Employment: 4/3 DCA Reverses Fee Award Against Losing Employee Plaintiff Based On Determination Labor Code Section 218.5 Amendment Requiring Bad Faith On Plaintiff’s Part Was Not Met

 

4/3 DCA Sides With First District in USS-Posco Decision On Retroactivity Issue.

    On January 1, 2014, Labor Code section 218.5 was amended significantly, changing a reciprocal fee-shifting statute in an employment context to only vex a losing plaintiff bringing certain wage/hour cases in bad faith.  The retroactive impact of this decision was squarely at issue in Antonov v. Farheap Solutions, Inc., Case No. G052275 (4th Dist., Div. 3 Oct. 11, 2016) (unpublished).

    In this case, employee lost a wage/hour case such that the lower court granted a fee award to the employer defendant to the tune of $380,925 (although finding excessive the fee request of $634,875).  It did so because the case was commenced before January 1, 2014 and the prior reciprocal statute was found applicable.

    The fee award was reversed and remanded, because no bad faith determination was made with respect to losing plaintiff—in a 3-0 decision authored by Presiding Justice O’Leary.

    Our local appellate court found that the section 218.5 amendment was indeed retroactive to pending cases, siding heavily with the reasoning of the First District in USS-Posco Industries v.
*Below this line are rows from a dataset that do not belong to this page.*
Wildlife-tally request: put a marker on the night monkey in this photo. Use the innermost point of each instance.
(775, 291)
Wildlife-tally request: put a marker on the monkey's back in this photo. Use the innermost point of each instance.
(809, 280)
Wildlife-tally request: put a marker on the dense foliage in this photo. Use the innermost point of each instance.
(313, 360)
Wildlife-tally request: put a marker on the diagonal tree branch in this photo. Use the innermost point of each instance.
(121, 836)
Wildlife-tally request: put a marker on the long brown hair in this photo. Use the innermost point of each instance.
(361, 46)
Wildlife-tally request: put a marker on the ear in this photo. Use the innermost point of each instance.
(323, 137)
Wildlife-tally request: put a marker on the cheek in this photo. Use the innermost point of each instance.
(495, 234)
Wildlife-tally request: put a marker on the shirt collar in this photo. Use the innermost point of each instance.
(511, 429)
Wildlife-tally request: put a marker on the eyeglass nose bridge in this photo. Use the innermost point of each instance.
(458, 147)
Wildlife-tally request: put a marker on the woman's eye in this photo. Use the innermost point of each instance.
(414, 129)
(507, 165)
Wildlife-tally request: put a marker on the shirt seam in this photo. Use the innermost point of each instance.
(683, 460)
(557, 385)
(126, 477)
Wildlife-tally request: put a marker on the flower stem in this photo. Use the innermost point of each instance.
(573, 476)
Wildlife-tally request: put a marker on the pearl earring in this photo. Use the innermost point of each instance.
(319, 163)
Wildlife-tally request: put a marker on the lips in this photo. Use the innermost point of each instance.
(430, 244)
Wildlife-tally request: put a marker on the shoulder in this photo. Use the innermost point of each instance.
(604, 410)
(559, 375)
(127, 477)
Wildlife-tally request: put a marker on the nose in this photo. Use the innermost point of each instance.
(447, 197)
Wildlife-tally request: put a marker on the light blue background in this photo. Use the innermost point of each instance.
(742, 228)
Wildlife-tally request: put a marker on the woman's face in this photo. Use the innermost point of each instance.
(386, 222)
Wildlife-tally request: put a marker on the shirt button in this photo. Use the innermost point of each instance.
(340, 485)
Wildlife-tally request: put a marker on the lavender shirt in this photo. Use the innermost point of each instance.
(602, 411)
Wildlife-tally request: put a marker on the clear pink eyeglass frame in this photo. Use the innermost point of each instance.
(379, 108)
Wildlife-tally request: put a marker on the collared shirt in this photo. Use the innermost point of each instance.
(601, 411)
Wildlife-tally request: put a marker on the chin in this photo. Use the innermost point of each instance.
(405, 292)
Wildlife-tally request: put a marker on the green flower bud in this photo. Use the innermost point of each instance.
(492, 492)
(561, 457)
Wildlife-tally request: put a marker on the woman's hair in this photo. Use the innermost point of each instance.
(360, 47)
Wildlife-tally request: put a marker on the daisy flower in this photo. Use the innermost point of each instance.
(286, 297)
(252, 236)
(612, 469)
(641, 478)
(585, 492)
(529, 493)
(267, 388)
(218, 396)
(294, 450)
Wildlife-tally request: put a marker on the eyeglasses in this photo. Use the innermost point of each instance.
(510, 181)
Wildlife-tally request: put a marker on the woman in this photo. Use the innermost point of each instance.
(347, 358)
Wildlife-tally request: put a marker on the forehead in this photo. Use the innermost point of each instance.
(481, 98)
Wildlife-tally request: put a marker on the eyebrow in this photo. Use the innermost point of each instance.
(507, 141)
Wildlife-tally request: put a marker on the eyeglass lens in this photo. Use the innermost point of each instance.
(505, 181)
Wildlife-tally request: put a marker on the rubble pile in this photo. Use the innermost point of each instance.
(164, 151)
Case, 244 Cal.App.4th 197 (2016) [discussed in our January 30, 2016 post].  We will report that the California Supreme Court denied review in USS-Posco on April 20, 2016.  So, the fee recovery was remanded to determine if bad faith existed, although there is now a second decision agreeing that amended section 218.5 is retroactive in nature as far as fee awards against plaintiff employees.